Remember when the late media mogul Kerry Packer famously spoke about tax, saying that everyone tries to reduce their tax? People loved what Packer said but on the other side of the argument, they realised that Packer had the ability to reduce the tax he paid.
While the rule would not have stopped Packer from claiming deductions, it would have limited them. If, for example, Packer managed to get his effective tax rate below 35 per cent, the Buffet Rule would come into place, stopping the tax rate dropping further and hence forcing Mr Packer to pay the highest tax rate for everyday Australians.
So, where did the Buffet Rule come from? US billionaire Warren Buffet one day discovered that his secretary paid a higher tax rate than he did. It was obvious that it didn’t make sense, so Buffet suggested the minimum effective tax rate for the top one per cent of earners, closing loopholes and excessive uses of deductions.

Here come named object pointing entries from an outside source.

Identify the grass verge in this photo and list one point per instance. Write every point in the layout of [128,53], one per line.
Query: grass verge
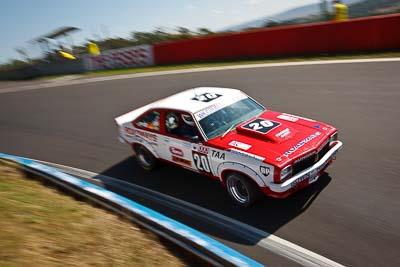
[42,227]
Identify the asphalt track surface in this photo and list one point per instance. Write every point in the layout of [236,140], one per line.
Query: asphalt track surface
[351,215]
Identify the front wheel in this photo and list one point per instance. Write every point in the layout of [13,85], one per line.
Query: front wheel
[145,158]
[241,190]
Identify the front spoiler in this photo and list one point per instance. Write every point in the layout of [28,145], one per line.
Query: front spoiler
[311,174]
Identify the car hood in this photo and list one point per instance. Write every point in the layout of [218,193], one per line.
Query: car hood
[277,137]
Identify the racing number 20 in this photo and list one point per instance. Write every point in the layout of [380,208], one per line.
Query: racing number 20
[201,162]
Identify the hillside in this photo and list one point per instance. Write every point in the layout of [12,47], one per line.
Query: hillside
[312,13]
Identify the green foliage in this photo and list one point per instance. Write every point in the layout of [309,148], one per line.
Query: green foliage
[361,9]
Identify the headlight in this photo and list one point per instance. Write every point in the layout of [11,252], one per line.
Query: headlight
[333,137]
[286,172]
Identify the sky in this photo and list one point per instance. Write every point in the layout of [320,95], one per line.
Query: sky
[23,20]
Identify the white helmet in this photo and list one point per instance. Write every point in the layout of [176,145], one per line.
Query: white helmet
[188,119]
[171,121]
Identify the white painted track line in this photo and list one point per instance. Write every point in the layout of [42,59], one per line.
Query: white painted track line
[271,242]
[193,70]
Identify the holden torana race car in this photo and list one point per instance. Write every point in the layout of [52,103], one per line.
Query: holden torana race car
[225,134]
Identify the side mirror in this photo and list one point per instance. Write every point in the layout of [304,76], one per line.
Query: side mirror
[194,138]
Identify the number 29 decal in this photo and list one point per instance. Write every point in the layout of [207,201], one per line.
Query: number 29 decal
[261,125]
[201,162]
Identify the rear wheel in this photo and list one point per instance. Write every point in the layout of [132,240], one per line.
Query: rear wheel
[145,158]
[242,190]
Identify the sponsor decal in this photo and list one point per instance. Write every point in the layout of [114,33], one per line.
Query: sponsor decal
[300,144]
[299,180]
[145,135]
[283,134]
[176,151]
[287,118]
[181,161]
[298,117]
[201,162]
[261,125]
[240,145]
[208,110]
[312,175]
[218,154]
[265,170]
[206,97]
[246,154]
[304,157]
[201,149]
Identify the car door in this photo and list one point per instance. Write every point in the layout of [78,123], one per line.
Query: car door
[178,139]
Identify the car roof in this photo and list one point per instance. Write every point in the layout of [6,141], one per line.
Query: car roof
[191,101]
[196,99]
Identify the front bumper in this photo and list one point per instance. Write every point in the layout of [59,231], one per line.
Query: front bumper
[302,179]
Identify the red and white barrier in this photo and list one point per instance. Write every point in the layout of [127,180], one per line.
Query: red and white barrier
[136,56]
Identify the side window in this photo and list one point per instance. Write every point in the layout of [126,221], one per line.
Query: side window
[150,121]
[181,125]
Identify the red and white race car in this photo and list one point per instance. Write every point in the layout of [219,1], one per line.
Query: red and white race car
[225,134]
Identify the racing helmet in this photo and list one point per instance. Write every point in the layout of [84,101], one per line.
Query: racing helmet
[171,121]
[188,119]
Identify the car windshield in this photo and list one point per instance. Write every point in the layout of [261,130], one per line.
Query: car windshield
[219,122]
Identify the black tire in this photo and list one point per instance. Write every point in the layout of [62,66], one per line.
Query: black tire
[145,158]
[242,191]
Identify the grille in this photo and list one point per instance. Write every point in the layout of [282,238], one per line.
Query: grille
[323,151]
[309,160]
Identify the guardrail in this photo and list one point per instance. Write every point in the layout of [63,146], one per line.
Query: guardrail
[190,239]
[355,35]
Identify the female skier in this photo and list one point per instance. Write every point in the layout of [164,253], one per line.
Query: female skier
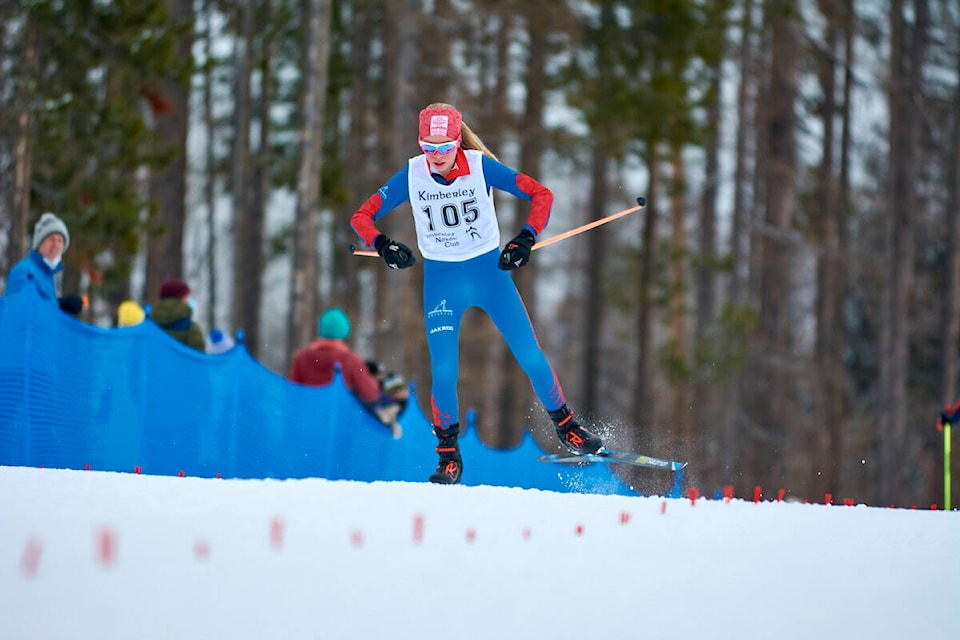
[450,188]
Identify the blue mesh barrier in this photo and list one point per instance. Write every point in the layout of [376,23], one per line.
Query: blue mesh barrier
[73,395]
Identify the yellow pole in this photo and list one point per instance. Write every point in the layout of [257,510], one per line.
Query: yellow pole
[946,466]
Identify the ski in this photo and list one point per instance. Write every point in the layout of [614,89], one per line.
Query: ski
[614,457]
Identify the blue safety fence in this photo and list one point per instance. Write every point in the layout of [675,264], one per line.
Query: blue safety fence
[77,396]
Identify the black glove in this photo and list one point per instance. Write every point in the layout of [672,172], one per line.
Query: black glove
[71,304]
[396,254]
[517,252]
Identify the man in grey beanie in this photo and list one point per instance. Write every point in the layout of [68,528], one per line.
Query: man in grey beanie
[50,240]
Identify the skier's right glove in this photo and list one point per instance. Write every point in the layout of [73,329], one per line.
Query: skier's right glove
[396,254]
[517,252]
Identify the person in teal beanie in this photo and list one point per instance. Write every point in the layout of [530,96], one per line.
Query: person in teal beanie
[50,241]
[314,365]
[174,314]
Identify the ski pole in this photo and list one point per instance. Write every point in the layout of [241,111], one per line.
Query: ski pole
[946,466]
[641,203]
[943,424]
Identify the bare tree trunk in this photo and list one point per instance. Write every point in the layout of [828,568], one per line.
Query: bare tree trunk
[825,451]
[906,73]
[707,394]
[252,233]
[242,165]
[643,411]
[593,304]
[772,353]
[23,156]
[739,235]
[951,302]
[168,189]
[209,169]
[951,299]
[304,304]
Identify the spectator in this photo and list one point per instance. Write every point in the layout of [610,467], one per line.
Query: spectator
[314,364]
[129,314]
[50,241]
[394,390]
[174,314]
[219,342]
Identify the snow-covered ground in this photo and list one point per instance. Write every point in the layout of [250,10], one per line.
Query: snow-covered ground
[107,555]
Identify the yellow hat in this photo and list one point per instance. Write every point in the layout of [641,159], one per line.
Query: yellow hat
[129,313]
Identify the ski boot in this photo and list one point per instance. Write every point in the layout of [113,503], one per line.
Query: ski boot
[450,467]
[574,437]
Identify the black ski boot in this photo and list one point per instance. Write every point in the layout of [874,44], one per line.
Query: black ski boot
[574,437]
[450,467]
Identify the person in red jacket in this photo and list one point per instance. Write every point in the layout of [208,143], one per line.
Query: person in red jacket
[314,365]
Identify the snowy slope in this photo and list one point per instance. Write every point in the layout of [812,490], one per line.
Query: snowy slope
[106,555]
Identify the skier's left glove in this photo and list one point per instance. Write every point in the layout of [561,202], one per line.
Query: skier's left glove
[396,254]
[517,252]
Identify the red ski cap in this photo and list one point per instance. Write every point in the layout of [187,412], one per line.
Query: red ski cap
[440,121]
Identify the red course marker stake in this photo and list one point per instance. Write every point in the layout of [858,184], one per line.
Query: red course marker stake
[107,547]
[31,557]
[276,533]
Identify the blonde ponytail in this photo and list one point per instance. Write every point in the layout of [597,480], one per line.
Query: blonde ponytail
[469,139]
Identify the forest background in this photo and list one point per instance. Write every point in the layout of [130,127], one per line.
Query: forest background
[784,312]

There is another side to the argument, with some suggesting it could hurt investment and job creation, but given the rule only applies to the top earners, there would be general widespread support.
While America knows the Buffet Rule well given the significant publicity it has received, it has had very little traction in Australia. But with the Federal Budget in deficit and the knowledge that it would most likely be well supported by the voting public, it would be unsurprising to see the Buffet Rule become part of political policy in the near future.